According to a report in Wednesday’s New York Times, “The most serious of these citations are 16 ‘unwarrantable failure orders,’ which are problems that an operator knows exist but fails to correct. Thirteen of these orders were issued in the past six months, federal records show.”

The Times article continued: “‘Under the Bush administration, the citing of unwarrantable failures has gone down dramatically,’ said Tony Oppegard, a top federal mine official in the Clinton administration and a former prosecutor of mine-safety violations in Kentucky. ‘So to see a rash of unwarrantable failures under this administration is a telling sign of a mine with serious safety problems.’”

On Wednesday, President Bush took a few seconds to make perfunctory remarks about the Sago Mine disaster, saying the nation’s “prayers were with those whose hearts are broken.” In fact, the Bush administration has overseen the systematic gutting of the federal Mine Safety and Health Administration (MSHA) and fostered a general deterioration of safety conditions in the mines.

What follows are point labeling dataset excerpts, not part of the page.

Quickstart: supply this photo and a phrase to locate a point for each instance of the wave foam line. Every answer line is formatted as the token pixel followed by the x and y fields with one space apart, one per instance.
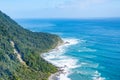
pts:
pixel 65 63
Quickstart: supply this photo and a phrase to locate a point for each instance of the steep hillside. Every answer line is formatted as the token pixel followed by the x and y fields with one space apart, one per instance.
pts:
pixel 20 51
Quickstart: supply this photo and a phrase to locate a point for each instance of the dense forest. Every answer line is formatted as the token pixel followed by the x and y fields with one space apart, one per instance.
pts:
pixel 29 45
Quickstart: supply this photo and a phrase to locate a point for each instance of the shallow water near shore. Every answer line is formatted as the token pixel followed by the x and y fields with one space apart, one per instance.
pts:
pixel 93 49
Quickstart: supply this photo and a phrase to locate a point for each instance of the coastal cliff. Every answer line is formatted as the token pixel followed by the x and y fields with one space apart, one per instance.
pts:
pixel 20 51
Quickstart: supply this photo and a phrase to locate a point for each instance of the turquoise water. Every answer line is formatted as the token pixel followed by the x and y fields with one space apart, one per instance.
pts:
pixel 99 52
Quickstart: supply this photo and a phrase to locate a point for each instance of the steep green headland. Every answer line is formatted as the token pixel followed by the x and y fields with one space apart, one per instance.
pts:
pixel 17 42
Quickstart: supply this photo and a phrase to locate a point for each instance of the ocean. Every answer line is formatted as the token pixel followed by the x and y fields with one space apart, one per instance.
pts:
pixel 93 49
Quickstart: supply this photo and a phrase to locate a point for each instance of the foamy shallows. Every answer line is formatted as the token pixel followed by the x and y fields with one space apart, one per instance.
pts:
pixel 65 63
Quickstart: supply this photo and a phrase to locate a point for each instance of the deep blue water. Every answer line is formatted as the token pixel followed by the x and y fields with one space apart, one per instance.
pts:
pixel 100 50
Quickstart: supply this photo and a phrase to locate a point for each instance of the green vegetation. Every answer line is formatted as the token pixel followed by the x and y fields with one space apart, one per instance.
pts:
pixel 29 45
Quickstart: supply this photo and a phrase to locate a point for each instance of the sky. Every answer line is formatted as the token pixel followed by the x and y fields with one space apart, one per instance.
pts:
pixel 61 8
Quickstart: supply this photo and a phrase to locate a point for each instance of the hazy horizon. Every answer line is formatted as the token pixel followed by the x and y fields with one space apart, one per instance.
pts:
pixel 68 9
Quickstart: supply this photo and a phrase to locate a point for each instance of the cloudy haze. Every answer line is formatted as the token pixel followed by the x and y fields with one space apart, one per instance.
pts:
pixel 61 8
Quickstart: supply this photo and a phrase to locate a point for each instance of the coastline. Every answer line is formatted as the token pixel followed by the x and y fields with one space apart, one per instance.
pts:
pixel 54 76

Bush has appointed several mine bosses to top positions in MSHA to make sure the regulatory agency does not impede the industry’s drive for profit. David Lauriski, the Bush administration’s first head of MSHA, set out, in his own words, to “change the culture” at the agency so as to make it more sympathetic to business concerns.

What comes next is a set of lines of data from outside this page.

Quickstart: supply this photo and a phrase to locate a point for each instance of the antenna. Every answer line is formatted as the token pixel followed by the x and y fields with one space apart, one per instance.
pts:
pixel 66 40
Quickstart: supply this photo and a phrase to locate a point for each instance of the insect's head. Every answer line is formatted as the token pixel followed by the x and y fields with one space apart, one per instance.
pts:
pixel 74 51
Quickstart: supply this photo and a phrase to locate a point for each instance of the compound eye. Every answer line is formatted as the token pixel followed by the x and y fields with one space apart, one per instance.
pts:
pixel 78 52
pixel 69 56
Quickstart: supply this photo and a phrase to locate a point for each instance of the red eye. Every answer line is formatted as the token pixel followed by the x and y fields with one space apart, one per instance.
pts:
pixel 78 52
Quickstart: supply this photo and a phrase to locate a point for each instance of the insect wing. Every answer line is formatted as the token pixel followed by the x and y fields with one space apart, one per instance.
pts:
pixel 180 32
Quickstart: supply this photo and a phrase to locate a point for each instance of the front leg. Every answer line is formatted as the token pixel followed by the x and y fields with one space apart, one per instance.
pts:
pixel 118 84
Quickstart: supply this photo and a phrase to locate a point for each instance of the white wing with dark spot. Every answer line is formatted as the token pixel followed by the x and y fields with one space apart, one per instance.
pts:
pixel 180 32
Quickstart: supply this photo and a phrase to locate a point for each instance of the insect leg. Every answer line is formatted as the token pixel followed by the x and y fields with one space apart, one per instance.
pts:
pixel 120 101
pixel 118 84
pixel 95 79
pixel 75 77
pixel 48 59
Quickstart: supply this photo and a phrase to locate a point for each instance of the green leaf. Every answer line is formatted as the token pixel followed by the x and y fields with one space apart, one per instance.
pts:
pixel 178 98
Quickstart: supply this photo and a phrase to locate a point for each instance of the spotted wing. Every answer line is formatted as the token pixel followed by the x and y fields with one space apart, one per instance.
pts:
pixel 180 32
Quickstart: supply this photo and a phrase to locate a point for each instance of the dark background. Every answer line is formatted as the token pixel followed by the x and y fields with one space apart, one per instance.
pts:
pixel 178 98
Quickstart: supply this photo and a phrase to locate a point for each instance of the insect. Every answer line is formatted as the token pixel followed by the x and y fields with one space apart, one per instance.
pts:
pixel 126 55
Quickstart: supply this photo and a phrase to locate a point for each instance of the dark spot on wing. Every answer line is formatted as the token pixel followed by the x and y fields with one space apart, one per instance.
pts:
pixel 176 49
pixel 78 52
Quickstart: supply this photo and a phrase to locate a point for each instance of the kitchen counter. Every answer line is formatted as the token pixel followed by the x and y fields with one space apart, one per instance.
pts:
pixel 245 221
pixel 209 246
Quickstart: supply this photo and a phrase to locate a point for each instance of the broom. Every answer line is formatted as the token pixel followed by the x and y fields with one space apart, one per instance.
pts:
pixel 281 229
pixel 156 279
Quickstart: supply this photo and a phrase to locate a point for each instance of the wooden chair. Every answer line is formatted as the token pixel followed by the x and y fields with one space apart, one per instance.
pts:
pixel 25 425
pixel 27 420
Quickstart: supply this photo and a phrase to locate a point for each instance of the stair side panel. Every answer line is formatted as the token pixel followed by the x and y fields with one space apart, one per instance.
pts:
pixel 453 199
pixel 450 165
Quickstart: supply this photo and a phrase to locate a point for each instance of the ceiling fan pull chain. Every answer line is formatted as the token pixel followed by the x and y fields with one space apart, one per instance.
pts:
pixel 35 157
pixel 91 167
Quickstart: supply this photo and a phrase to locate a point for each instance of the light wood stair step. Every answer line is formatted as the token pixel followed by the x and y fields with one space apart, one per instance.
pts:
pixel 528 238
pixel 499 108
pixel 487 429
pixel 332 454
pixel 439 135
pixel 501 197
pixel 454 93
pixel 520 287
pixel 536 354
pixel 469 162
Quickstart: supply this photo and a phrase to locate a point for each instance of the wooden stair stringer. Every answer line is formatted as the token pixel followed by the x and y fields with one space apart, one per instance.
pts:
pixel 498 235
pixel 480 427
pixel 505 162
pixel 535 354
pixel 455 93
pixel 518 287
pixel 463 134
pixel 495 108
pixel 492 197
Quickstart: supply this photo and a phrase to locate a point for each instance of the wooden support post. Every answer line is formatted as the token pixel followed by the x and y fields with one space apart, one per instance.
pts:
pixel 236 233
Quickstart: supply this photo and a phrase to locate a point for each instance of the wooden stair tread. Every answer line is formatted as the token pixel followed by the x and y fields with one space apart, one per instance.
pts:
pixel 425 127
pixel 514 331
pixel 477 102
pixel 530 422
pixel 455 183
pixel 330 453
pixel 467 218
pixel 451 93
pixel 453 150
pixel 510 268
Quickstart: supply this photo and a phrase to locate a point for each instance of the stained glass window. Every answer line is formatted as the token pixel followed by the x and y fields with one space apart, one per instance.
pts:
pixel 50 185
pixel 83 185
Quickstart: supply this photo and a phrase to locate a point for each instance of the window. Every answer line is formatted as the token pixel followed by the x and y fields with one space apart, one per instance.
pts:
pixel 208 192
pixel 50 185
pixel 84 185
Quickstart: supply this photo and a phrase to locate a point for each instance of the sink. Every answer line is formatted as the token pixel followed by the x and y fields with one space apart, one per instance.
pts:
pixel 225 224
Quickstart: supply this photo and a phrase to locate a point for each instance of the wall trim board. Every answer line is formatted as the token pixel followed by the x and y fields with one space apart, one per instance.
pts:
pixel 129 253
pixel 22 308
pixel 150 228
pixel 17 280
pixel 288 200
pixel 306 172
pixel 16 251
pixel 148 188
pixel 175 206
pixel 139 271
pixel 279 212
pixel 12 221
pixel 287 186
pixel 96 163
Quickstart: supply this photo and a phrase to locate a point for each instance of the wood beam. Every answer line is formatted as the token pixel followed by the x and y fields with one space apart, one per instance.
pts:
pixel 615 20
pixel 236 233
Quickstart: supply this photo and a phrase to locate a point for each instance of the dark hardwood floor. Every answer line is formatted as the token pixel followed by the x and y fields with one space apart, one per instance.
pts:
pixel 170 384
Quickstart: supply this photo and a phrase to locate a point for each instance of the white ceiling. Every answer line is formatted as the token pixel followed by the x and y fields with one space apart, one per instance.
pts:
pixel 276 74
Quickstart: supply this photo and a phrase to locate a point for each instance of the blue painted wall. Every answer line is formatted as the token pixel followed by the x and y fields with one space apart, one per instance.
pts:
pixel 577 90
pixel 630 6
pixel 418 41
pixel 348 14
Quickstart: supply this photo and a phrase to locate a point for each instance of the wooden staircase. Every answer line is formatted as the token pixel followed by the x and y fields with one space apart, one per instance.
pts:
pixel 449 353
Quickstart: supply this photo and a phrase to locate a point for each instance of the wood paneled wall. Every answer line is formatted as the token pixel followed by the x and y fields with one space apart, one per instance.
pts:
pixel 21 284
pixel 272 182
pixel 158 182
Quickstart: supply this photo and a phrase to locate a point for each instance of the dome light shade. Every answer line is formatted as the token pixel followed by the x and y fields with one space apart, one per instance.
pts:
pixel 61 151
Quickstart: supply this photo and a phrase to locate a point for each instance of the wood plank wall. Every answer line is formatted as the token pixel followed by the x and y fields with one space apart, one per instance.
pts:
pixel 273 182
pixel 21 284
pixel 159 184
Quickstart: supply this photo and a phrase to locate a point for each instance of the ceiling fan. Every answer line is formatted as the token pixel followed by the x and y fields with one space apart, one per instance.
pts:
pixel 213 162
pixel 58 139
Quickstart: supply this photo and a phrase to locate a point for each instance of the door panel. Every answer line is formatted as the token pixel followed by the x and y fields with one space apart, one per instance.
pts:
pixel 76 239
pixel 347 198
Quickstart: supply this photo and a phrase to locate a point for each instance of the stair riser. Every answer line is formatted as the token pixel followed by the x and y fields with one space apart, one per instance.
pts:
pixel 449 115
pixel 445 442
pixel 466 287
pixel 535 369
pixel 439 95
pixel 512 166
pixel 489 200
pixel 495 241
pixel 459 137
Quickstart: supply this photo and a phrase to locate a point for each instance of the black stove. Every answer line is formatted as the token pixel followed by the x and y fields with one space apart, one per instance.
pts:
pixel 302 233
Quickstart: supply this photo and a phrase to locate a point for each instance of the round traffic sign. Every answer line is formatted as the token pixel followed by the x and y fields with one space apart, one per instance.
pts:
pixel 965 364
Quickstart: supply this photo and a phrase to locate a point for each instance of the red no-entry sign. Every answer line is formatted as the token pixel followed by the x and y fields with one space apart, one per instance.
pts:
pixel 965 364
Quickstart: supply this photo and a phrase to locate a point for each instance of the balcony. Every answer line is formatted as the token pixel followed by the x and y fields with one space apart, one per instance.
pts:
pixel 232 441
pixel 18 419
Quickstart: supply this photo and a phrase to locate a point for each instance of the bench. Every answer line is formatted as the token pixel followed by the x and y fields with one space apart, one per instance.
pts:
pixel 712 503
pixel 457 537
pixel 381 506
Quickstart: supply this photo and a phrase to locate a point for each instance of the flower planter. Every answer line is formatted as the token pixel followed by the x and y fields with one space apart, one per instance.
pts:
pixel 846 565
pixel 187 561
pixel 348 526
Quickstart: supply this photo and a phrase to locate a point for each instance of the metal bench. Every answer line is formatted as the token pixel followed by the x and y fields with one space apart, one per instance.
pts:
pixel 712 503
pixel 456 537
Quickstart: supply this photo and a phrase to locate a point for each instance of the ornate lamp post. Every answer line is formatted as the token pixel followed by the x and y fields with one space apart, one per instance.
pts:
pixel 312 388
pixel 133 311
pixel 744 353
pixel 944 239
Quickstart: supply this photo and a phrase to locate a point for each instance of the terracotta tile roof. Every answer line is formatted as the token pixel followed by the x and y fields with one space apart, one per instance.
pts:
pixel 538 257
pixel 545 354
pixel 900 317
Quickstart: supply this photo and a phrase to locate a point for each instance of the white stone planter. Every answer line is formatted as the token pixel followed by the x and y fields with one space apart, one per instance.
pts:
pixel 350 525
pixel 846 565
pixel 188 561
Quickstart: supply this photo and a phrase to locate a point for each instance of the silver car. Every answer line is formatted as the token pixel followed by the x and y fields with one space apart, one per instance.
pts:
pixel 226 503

Those responsible for enforcing MSHA safety standards would no longer be termed “inspectors.” Instead they would be called “safety and health compliance specialists.” The expression favored by Bush administration officials, “compliance assistance,” involved “a collaborative approach” between industry representatives and regulatory staff.

In other words, the mine operators would be given free rein to boost profits by playing fast and loose with safety regulations—and the lives and limbs of the miners.

A spokesman for MSHA said it was “hard to say” whether the Sago Mine’s record was unusual. The agency, which used to publish the results of its accident investigations, no longer does so.

Stripped of funds and manpower and under a mandate to establish “partnerships” with the coal companies, MSHA’s powers to enforce safety regulations have become negligible. In the last major coal disaster—the 2001 death of 13 miners at the Jim Walters Resources mine in Alabama—MSHA ultimately imposed a fine of $3,000 on the company, or $231 per dead miner.

Promises from Bush and other administration officials for a federal investigation into the Sago Mine disaster are entirely cynical. No less cynical are the calls for a congressional hearing into mine safety by Democratic politicians such as Edward Kennedy. In the recent period, the assault on miners’ conditions began in earnest with the strikebreaking efforts of Democratic President Jimmy Carter, who issued a Taft-Hartley back-to-work order during the 1977-78 national miners’ strike—an order which the miners defied.

The Clinton administration continued the policy of preceding administrations, Democratic and Republican, of deregulating business. For most of the past quarter century, moreover, the Democrats have controlled the state government in West Virginia. Democratic governors aided and abetted the coal bosses in the wave of violent union-busting at A.T. Massey, Pittston and other companies, and have overseen the systematic dismantling of state safety and environmental regulations.